Apro la porta di casa pronta ad affrontare l'ennesima ed estenuante giornata scolastica. Dopo l'incontro con Misha non ho fatto altro che riflettere sulla questione per cui è giunta sin qui, abbandonando definitivamente anche il vago tentativo di prepararmi per l'interrogazione di oggi. Ho passato le restanti ore del pomeriggio a chiedermi se fosse giusto colpevolizzare Caroline per una scelta non del tutto logica, così come ho trascorso le ore notturne a tormentarmi su quella specie di mezzo confronto con Charlie che, alle mie due chiamate prima di coricarmi, ha nuovamente risposto con del silenzio. Un'estenuante silenzio, aggiungerei.
E stamane ne ho pagato le conseguenze. Lo specchio non ha mentito, nemmeno per un istante. Ha rivelato senza pietà delle occhiaie tanto marcate che nemmeno il fondotinta avrebbe potuto nasconderle - quindi ho semplicemente accettato la stanchezza della mia mente e preparato un'ottima bugia per giustificarne la presenza.

Ma dubito possa servire. Nessuno crederebbe che dopo anni di totale nullafacenza io abbia deciso di prepararmi seriamente agli esami che ci stanno attendendo, gli ultimi. Potrei provarci in tutti i modi, ma basterebbe una domanda su qualche argomento a me vago per far crollare il muro di bugie studiate durante la prolungata seduta sulla tavoletta del water.

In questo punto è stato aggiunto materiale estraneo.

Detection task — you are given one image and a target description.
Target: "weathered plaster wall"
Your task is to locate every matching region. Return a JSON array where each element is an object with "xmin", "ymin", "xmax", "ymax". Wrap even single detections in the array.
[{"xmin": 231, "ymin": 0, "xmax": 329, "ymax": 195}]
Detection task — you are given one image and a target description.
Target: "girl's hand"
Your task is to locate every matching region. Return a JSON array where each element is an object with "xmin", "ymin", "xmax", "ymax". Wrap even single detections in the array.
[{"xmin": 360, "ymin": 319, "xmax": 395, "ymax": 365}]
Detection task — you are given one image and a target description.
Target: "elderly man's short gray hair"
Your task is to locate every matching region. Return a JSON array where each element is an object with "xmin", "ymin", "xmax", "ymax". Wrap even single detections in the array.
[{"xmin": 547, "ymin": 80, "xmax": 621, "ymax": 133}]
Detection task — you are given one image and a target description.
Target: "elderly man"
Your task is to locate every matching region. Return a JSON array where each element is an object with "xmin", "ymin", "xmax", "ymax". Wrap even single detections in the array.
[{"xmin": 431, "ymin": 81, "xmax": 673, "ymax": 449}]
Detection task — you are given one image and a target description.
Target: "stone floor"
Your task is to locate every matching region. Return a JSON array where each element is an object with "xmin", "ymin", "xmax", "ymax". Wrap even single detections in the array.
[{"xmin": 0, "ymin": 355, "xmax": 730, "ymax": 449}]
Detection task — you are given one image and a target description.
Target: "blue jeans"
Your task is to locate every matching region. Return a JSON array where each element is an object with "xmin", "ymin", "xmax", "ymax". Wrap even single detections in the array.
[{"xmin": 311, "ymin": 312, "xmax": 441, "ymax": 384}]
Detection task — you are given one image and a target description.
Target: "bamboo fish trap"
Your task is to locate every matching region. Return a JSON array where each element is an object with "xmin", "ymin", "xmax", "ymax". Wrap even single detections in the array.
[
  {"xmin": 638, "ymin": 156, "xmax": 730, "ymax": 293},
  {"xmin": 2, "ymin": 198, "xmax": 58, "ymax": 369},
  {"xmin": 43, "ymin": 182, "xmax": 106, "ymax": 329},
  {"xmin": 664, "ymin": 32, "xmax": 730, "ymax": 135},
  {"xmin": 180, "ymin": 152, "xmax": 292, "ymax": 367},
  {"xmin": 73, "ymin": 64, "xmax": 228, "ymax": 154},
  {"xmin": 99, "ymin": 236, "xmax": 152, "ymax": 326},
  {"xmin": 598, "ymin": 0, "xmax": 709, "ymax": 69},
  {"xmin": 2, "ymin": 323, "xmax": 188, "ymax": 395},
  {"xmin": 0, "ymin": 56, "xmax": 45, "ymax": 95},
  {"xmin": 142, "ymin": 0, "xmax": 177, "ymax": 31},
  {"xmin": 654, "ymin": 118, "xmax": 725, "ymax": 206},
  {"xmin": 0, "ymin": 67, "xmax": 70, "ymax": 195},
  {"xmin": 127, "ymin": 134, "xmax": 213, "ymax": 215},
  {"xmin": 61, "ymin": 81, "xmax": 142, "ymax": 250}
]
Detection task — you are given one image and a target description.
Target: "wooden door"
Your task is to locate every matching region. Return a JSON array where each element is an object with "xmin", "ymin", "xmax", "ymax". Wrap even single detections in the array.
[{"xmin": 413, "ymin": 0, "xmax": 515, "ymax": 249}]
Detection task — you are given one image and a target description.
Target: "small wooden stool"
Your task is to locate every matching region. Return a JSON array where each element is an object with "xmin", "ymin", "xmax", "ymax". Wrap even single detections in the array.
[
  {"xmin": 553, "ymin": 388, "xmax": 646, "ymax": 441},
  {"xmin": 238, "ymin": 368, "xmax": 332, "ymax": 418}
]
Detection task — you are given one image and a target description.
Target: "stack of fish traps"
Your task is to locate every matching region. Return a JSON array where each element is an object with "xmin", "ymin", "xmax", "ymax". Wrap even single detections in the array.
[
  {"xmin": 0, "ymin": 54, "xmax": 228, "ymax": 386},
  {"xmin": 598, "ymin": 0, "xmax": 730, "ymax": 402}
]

Così sbuffo, incamminandomi con Liz verso le aule della Saint Jeremy. Lei mi parla, stranamente, mi racconta gli ultimi pettegolezzi che sono sopraggiunti alle orecchie delle alunne del secondo anno - ma io fatico a star dietro alle sue chiacchiere, sento la testa troppo piena per poter aggiungere qualche nuova informazione, così annuisco di tanto in tanto, ponendo domande del tutto innocue e incapaci di tradirmi. Almeno con lei dovrei riuscire a intavolare la giusta farsa.

Avanziamo svelte verso la fermata della metro, mosse da una ormai consueta preoccupazione nel varcare il portone scolastico dopo il trillo della prima campanella. Percorriamo i metri di asfalto fianco a fianco, un po' come ho fatto con Misha solo ieri, e alla fine ci mettiamo a saltellare per gli scalini che portano ai binari. Lei continua imperterrita a parlarmi di qualcuno o qualcosa di cui non ho voluto comprendere l'identità e, nel mentre, estraggo per la centesima volta il cellulare dalla tasca della giacca in jeans, cercando con inutile assiduità di vedere una risposta che si ostina a non arrivare.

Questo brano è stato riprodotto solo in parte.